Last week I acquired yet another chess board. One wonders why I am so fascinated by them, considering the lamentable quality of my play. The latest addition is remarkable for three things: its age, its size and its provenance.

First, it is decades old, possibly coming from the 1950s. Secondly, it is a travel set, one that has tiny pieces which can be easily transported, fitted into a pocket or bag. Thirdly, it was once the property of Mr John Theodore. This fellow was a prominent member of the Barnoldswick Chess Club and well regarded in the district for his prowess among the oieces. In a newspaper article marking his and Mrs Theodore’s Silver wedding anniversary, it was said that he developed his skills while employed as a shoe repairer at the Barnoldswick Cooperative Society. Being profoundly deaf, this game of deep thought and foresight was one at which he could face opponents on a level field. He was soon playing games at Leeds, Bradford, Blackpool, Blackburn and Blackpool, and was usually undefeated. Once, a runner-up in an all-England Chess Championship broke his journey to London to challenge him, having heard of Mr Theodore’s ability in the game. Mr Theodore beat the finalist by four games to one. It was never claimed that John Theodore did well at chess despite his disability. Rather, he told that reporter “I have an advantage over my opponents for there is no sound to distract my concentration”. In other words, his handicap only made him better, not worse. It was a gift, not a loss.

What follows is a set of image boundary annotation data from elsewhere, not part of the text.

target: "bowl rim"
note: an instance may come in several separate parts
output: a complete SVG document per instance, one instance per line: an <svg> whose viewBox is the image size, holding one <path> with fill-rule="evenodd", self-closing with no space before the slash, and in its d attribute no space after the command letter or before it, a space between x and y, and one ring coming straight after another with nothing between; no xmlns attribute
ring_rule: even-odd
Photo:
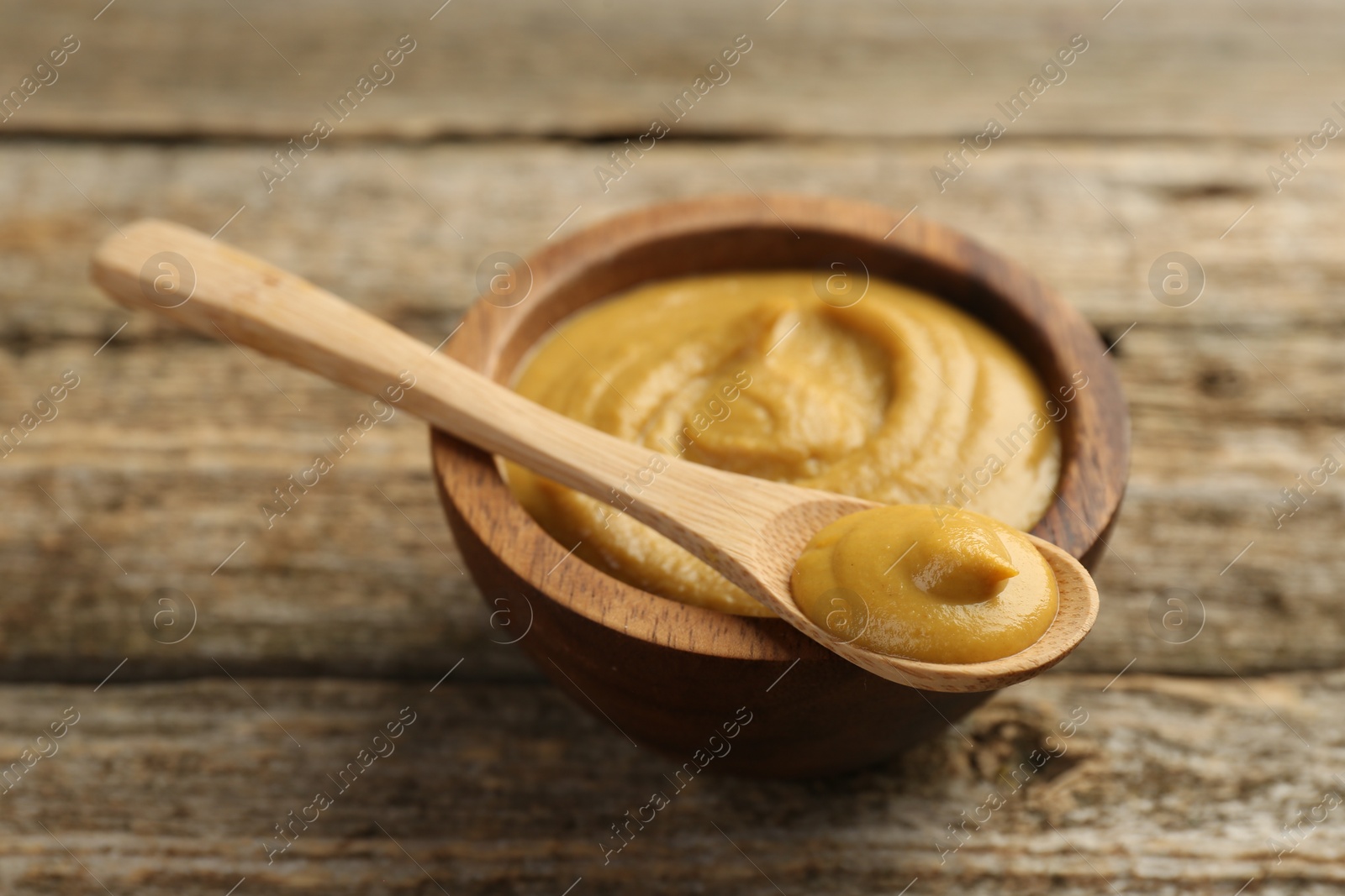
<svg viewBox="0 0 1345 896"><path fill-rule="evenodd" d="M1014 262L958 231L909 212L901 215L881 206L827 196L753 193L703 196L619 214L533 254L525 262L531 275L525 298L506 308L479 297L445 352L498 382L507 382L535 343L535 336L525 334L526 328L539 329L538 320L549 326L573 310L549 314L547 304L535 301L538 297L573 287L594 271L603 271L604 265L613 265L623 254L651 242L760 230L788 231L795 236L798 231L808 231L858 240L874 251L896 253L946 270L1014 313L1030 310L1029 325L1045 332L1046 348L1054 353L1045 361L1024 353L1034 369L1040 373L1040 363L1054 364L1059 369L1073 365L1068 369L1088 376L1087 388L1077 392L1064 418L1073 418L1072 422L1061 427L1065 445L1056 501L1033 528L1033 535L1056 544L1064 541L1061 547L1085 563L1089 557L1096 559L1107 547L1106 532L1124 492L1130 442L1119 377L1103 352L1102 340L1071 305ZM812 266L800 263L794 269ZM652 279L662 277L643 282ZM631 285L580 301L577 306L601 301ZM956 297L935 294L962 306ZM533 313L538 308L543 309L539 316ZM1095 446L1084 443L1080 429L1093 439L1106 439L1112 450L1092 450ZM1071 439L1077 443L1069 443ZM674 650L768 661L830 656L780 619L736 617L685 604L627 584L581 560L566 563L574 548L553 540L533 520L508 490L492 455L441 430L432 430L430 441L445 510L456 513L482 544L538 595L604 627ZM1089 492L1085 485L1095 488ZM564 572L554 575L562 564Z"/></svg>

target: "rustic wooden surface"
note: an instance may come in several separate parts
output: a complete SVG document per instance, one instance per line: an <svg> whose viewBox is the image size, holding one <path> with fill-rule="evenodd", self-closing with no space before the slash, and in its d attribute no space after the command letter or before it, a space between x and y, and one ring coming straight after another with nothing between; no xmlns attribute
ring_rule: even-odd
<svg viewBox="0 0 1345 896"><path fill-rule="evenodd" d="M94 876L118 896L241 879L237 896L440 892L429 876L555 895L582 877L574 896L897 893L915 877L912 896L1338 891L1340 811L1279 864L1268 841L1345 764L1341 498L1332 478L1278 529L1267 504L1323 454L1345 459L1345 156L1333 141L1282 192L1266 175L1341 121L1338 7L455 0L430 21L438 3L231 5L0 12L0 85L62 35L82 42L0 124L0 427L62 371L81 377L0 459L0 760L65 707L83 713L0 797L5 892L102 892ZM398 81L268 193L258 167L406 32L420 44ZM733 81L604 193L607 138L643 133L744 32ZM929 167L1075 32L1091 44L1069 79L939 193ZM143 215L214 232L245 207L230 240L437 343L487 254L745 188L919 204L1037 271L1108 343L1124 334L1130 492L1093 634L960 725L971 746L950 733L827 783L703 778L603 866L597 840L675 763L492 643L424 427L381 423L265 531L258 504L364 399L126 316L87 255ZM1208 274L1189 308L1146 285L1173 250ZM145 604L176 591L196 627L156 642ZM1174 596L1185 627L1165 630ZM422 715L398 752L266 866L272 825L408 704ZM940 866L944 825L1073 707L1089 721L1069 752Z"/></svg>
<svg viewBox="0 0 1345 896"><path fill-rule="evenodd" d="M456 674L433 693L432 681L7 685L7 754L67 707L81 717L3 798L0 883L557 896L580 877L574 893L897 893L917 879L908 893L1231 896L1251 881L1244 892L1284 896L1345 880L1340 807L1278 864L1267 848L1287 849L1282 826L1342 790L1338 672L1048 674L863 774L763 783L712 764L682 793L664 775L687 758L636 750L549 686ZM394 751L336 793L327 775L404 707L416 721ZM1044 748L1057 755L1015 789L1013 771ZM671 805L604 862L600 841L620 842L611 825L656 790ZM317 791L335 805L268 864L273 826ZM987 818L991 791L1005 805L940 852L962 813Z"/></svg>

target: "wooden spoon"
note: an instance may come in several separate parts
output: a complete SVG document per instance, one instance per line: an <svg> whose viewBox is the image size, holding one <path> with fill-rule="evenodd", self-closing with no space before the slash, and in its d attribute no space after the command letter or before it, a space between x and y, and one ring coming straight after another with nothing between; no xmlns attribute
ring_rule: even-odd
<svg viewBox="0 0 1345 896"><path fill-rule="evenodd" d="M1065 657L1098 617L1098 590L1075 557L1032 537L1050 563L1060 611L1021 653L933 664L835 638L795 606L790 576L823 525L877 506L658 454L570 420L440 355L308 281L179 224L143 220L94 253L93 278L118 302L225 336L371 395L409 371L410 414L555 482L612 502L869 672L925 690L972 692L1030 678ZM659 470L659 472L654 472ZM650 481L652 478L652 482Z"/></svg>

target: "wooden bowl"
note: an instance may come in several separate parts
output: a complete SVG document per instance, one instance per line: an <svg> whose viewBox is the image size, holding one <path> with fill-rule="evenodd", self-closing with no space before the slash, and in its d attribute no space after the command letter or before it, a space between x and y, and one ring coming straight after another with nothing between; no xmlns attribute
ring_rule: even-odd
<svg viewBox="0 0 1345 896"><path fill-rule="evenodd" d="M779 195L620 215L539 251L526 298L510 308L477 301L448 352L503 383L551 324L638 283L834 262L970 312L1015 345L1056 396L1087 377L1064 404L1059 498L1033 535L1091 566L1116 519L1128 451L1124 399L1100 340L1030 274L917 218ZM527 630L519 645L581 707L675 763L760 776L849 771L937 735L989 697L905 688L777 619L686 606L619 582L566 557L572 545L533 521L488 454L443 431L432 453L449 525L490 609L508 614L510 631Z"/></svg>

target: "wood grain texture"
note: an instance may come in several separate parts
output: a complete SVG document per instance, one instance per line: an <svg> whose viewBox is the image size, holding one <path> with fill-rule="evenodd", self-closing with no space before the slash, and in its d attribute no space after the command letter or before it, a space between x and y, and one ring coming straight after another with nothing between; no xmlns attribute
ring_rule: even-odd
<svg viewBox="0 0 1345 896"><path fill-rule="evenodd" d="M7 426L63 369L83 377L61 416L0 461L7 676L97 682L128 656L122 673L188 674L208 670L215 656L264 674L433 677L445 650L456 661L468 649L498 662L498 674L534 674L490 643L503 634L438 551L457 560L421 426L398 416L375 427L308 508L264 535L260 502L366 410L362 399L260 356L253 367L231 347L147 318L94 357L128 321L86 279L89 251L113 230L51 163L118 223L153 214L213 232L246 203L222 238L429 344L452 330L487 254L526 254L577 206L566 227L671 196L741 189L734 172L759 191L896 210L919 203L917 214L1036 271L1108 340L1126 333L1111 356L1131 404L1132 474L1098 572L1099 625L1068 662L1115 672L1138 657L1137 669L1201 674L1228 674L1225 661L1240 670L1342 662L1334 480L1280 529L1267 504L1334 450L1345 420L1337 345L1345 156L1318 156L1276 195L1263 180L1280 150L1274 142L1006 144L939 195L925 177L940 141L714 146L722 163L703 146L667 145L604 196L590 181L605 156L599 146L378 148L455 222L459 239L373 149L315 154L309 171L268 197L249 192L260 153L249 146L0 148L9 172L0 180ZM1153 261L1174 249L1208 274L1205 296L1185 309L1161 305L1145 282ZM121 578L38 485L132 576ZM176 649L151 641L139 621L157 587L206 595L200 627ZM1155 637L1149 618L1174 587L1205 606L1205 629L1185 645Z"/></svg>
<svg viewBox="0 0 1345 896"><path fill-rule="evenodd" d="M102 892L90 873L145 896L222 895L243 877L238 893L261 896L436 883L557 896L578 877L576 893L896 893L915 877L913 896L1341 885L1340 809L1279 862L1268 842L1341 791L1340 673L1048 673L865 774L764 783L716 776L713 759L674 793L664 775L690 756L636 750L551 688L457 684L465 670L433 693L432 681L252 678L0 688L5 762L66 707L81 713L59 752L0 797L0 885ZM417 716L395 751L336 793L327 775L404 707ZM1022 771L1048 747L1057 755ZM319 790L335 805L268 865L262 841L278 845L273 826ZM671 805L604 865L611 825L658 790ZM955 842L947 826L993 790L1005 805L940 856Z"/></svg>
<svg viewBox="0 0 1345 896"><path fill-rule="evenodd" d="M995 103L1075 34L1088 50L1010 124L1015 136L1293 140L1333 114L1330 85L1345 75L1338 4L1127 0L1108 15L1112 5L143 0L93 20L98 11L73 0L7 0L5 90L63 35L81 48L0 133L253 136L276 141L269 156L332 118L324 103L404 34L417 48L331 140L635 137L742 34L752 50L677 136L976 134L990 116L1005 121Z"/></svg>

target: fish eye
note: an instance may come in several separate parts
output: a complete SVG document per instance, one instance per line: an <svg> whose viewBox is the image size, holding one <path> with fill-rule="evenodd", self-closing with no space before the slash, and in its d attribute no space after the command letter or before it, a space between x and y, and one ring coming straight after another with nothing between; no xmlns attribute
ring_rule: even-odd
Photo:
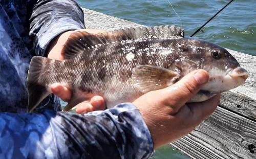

Mr Theodore was a committed Christian, a member of the local Gospel Mission, where I once worshipped. In heaven these past decades, he hears more wonderful things than anything our ears might catch on earth. Yet while he was in the body- a body that did not work correctly by our standards- he turned a ‘disability’ into a strength. Planning ahead, anticipating an opponent’s moves and thinking strategically are all done best without distraction. Perhaps this is only one reason why my chess is so poor.

Sometimes, not hearing the world’s din, its whispers and its allures, will make us better players on earth. Focussing on the task of living a righteous life, pleasing to God, usually requires a degree of deafness to sin’s siren call.